Dass wir den Verlauf der Krise insbesondere in seinen zeitlichen Dimensionen vor rund zwanzig Jahren anders einschätzten, hatte hauptsächlich theorieimmanente Gründe. Gemessen an der kategorialen Klarheit, mit der wir in den 1980er und 1990er Jahren die Krise der Wertverwertung analysierten, blieb unsere Analyse des fiktiven Kapitals zunächst defizitär. Zwar griffen wir diesen Begriff auf, und interpretierten ihn gegen den Strich des traditionellen Marxismus, der im Grunde nur auf Mehrwertabschöpfung beruhende Kapitalakkumulation kennt, weshalb das fiktive Kapital in seinen Analysen allenfalls eine Nebenrolle spielt. Demgegenüber insistierten wir schon seit den 1980er Jahren darauf, dass das fiktive Kapital habe die Wertverwertung als die treibende Kraft der Kapitalakkumulation ersetzt habe, und billigten so dem Finanzmarktgeschehen eine eigenständige Bedeutung im Akkumulationsprozess zu. Die grundlegende Differenz zwischen der Bildung von fiktivem Kapital und der auf Wertverwertung beruhenden Kapitalakkumulation wurde aber in einer Art und Weise begründet, die diesen Bruch wieder halb zurücknahm.[3]
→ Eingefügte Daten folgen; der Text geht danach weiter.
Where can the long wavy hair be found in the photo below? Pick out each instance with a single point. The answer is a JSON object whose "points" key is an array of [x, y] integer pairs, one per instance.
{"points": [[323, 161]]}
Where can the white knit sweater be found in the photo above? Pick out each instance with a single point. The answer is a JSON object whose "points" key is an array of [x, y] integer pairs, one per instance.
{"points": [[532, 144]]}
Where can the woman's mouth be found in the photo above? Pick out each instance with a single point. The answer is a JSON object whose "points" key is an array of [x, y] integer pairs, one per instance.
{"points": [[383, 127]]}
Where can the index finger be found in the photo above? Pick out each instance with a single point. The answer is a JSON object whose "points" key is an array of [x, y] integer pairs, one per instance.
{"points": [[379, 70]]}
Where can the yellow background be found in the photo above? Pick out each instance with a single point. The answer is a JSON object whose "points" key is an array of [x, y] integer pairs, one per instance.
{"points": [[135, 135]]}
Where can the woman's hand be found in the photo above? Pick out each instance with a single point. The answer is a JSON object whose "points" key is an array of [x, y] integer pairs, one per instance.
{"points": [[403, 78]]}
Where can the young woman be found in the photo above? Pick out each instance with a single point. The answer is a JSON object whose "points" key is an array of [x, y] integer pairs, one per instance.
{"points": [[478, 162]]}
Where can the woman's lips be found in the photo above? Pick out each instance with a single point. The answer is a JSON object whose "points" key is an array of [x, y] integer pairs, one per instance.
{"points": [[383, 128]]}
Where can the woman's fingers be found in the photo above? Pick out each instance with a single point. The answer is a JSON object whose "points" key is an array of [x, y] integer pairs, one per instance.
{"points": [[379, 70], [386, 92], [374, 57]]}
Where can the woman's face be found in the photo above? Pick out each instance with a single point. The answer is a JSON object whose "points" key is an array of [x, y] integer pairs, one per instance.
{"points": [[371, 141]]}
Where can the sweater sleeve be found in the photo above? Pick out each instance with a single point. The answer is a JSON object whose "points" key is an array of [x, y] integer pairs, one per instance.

Im Kern reduzierten wir nämlich die Dynamik des fiktiven Kapitals auf die Anhäufung immer höherer Schuldenberge, vor allem von Staatsschulden, mit deren Hilfe die Akkumulation des Kapitals „simuliert“ und, wie es im Manifest heißt, der „Arbeitsgötze …künstlich beatmet“ würde.

Die Akkumulation an den Finanzmärkten hatte also aus unserer damaligen Sicht im Grunde bloßen Scheincharakter – im Unterschied zur „echten Akkumulation“ durch die Vernutzung von Arbeitskraft – und es erschien daher logisch, dass sie sehr bald schon an ihre Grenzen stoßen musste. Daraus ergab sich auch, dass wir über die Finanzmarktdynamik und ihre innere Logik sowie über ihre Auswirkungen auf die Gesellschaft nur sehr allgemeine und unkonkrete Aussagen treffen konnten. Schon allein in Anbetracht der langen Dauer der Epoche des fiktiven Kapitals war das jedoch äußerst unbefriedigend und verwies auf Schwächen in der theoretischen Analyse.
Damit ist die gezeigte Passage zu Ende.